David Hartsough with Joyce Hollyday, Waging Peace: Global Adventures of a Lifelong Activist (Oakland, CA: PM Press, 2014), 19, 20. As shared in the Oct 23, 2022 Daily Meditation from the Center for Action and Contemplation (cac.org).
When someone who knows suffering speaks about forgiveness, it’s wise to listen.
Archbishop Desmond Tutu (1931-2021) spent decades fighting against the abject racism of the white ruling class in South Africa’s apartheid system. Working closely with Nelson Mandela, he won the Nobel Peace prize for his efforts. He and his daughter Mpho Tutu van Furth wrote powerfully on how recognizing the good and bad in everyone, including ourselves, can help us find our way to forgiveness:
We are able to forgive because we are able to recognize our shared humanity. We are able to recognize that we are all fragile, vulnerable, flawed human beings capable of thoughtlessness and cruelty. We also recognize that no one is born evil and that we are all more than the worst thing we have done in our lives. A human life is a great mixture of goodness, beauty, cruelty, heartbreak, indifference, love, and so much more. We want to divide the good from the bad, the saints from the sinners, but we cannot. All of us share the core qualities of our human nature, and so sometimes we are generous and sometimes selfish. Sometimes we are thoughtful and other times thoughtless, sometimes we are kind and sometimes cruel. This is not a belief. This is a fact.
If we look at any hurt, we can see a larger context in which the hurt happened. If we look at any perpetrator, we can discover a story that tells us something about what led up to that person causing harm. It doesn’t justify the person’s actions; it does provide some context. . . .
No one is born a liar or a rapist or a terrorist. No one is born full of hatred. No one is born full of violence. No one is born in any less glory or goodness than you or I. But on any given day, in any given situation, in any painful life experience, this glory and goodness can be forgotten, obscured, or lost. We can easily be hurt and broken, and it is good to remember that we can just as easily be the ones who have done the hurting and the breaking.

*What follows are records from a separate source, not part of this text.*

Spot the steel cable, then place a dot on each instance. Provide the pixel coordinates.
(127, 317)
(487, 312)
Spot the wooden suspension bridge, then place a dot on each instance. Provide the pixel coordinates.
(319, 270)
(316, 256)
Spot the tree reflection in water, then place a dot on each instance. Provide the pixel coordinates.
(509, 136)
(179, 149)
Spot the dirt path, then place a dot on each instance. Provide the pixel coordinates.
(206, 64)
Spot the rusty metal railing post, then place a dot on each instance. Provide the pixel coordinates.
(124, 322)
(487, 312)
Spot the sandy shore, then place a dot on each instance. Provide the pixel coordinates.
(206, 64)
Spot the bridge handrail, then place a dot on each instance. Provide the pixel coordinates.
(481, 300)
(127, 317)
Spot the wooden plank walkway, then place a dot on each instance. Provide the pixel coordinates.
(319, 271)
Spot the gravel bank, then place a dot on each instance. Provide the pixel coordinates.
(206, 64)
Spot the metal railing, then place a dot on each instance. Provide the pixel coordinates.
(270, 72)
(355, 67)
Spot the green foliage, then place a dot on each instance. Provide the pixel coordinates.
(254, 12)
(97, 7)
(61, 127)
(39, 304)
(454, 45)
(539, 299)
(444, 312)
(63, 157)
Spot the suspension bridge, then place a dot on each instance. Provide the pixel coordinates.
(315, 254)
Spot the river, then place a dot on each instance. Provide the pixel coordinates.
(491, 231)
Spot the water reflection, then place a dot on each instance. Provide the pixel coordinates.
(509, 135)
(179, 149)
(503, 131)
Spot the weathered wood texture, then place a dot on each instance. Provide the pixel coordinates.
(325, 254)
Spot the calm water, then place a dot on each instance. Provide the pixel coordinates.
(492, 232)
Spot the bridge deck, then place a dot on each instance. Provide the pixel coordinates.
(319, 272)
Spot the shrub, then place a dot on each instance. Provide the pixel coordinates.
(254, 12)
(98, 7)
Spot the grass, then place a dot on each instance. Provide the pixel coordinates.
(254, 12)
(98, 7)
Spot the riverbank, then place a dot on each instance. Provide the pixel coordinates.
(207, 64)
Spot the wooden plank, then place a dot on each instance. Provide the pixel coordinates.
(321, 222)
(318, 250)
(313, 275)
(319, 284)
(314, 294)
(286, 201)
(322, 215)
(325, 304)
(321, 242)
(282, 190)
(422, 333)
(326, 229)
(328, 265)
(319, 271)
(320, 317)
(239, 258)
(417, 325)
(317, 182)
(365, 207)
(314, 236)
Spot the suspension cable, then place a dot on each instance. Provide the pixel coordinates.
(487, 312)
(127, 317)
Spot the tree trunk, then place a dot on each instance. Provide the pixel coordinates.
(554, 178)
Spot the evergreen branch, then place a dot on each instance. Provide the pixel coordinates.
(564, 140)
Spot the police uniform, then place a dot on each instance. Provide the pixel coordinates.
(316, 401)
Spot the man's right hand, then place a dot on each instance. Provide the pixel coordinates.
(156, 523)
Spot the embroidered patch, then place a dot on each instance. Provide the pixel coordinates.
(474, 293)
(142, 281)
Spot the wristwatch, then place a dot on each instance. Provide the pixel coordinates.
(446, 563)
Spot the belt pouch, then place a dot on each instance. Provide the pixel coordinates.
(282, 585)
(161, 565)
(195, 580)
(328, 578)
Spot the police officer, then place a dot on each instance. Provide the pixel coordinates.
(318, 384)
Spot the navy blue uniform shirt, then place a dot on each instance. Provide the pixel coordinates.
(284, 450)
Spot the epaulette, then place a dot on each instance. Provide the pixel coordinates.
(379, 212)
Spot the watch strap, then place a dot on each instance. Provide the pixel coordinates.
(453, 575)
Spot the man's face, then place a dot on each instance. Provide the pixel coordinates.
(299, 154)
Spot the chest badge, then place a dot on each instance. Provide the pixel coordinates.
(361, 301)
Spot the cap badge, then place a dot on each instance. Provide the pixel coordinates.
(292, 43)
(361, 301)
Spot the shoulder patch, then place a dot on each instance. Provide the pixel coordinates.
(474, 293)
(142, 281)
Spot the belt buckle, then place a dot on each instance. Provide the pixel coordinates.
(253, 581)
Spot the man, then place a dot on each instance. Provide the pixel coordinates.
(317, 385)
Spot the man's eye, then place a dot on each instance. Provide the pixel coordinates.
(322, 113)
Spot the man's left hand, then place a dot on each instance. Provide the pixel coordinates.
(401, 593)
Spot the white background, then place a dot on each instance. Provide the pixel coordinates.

We are all members of the same human family. . . .
In seeing the many ways we are similar and how our lives are inextricably linked, we can find empathy and compassion. In finding empathy and compassion, we are able to move in the direction of forgiving….
We are, every one of us, so very flawed and so very fragile. I know that, were I born a member of the white ruling class at that time in South Africa’s past, I might easily have treated someone with the same dismissive disdain with which I was treated. I know, given the same pressures and circumstances, I am capable of the same monstrous acts as any other human on this achingly beautiful planet. It is this knowledge of my own frailty that helps me find my compassion, my empathy, my similarity, and my forgiveness for the frailty and cruelty of others.
Desmond Tutu and Mpho A. Tutu, The Book of Forgiving: The Fourfold Path for Healing Ourselves and Our World, ed. Douglas C. Abrams (San Francisco: HarperOne, 2014), 125, 126, 127. As shared in the September 12, 2022 Daily Meditation from The Center for Action and Contemplation (cac.org).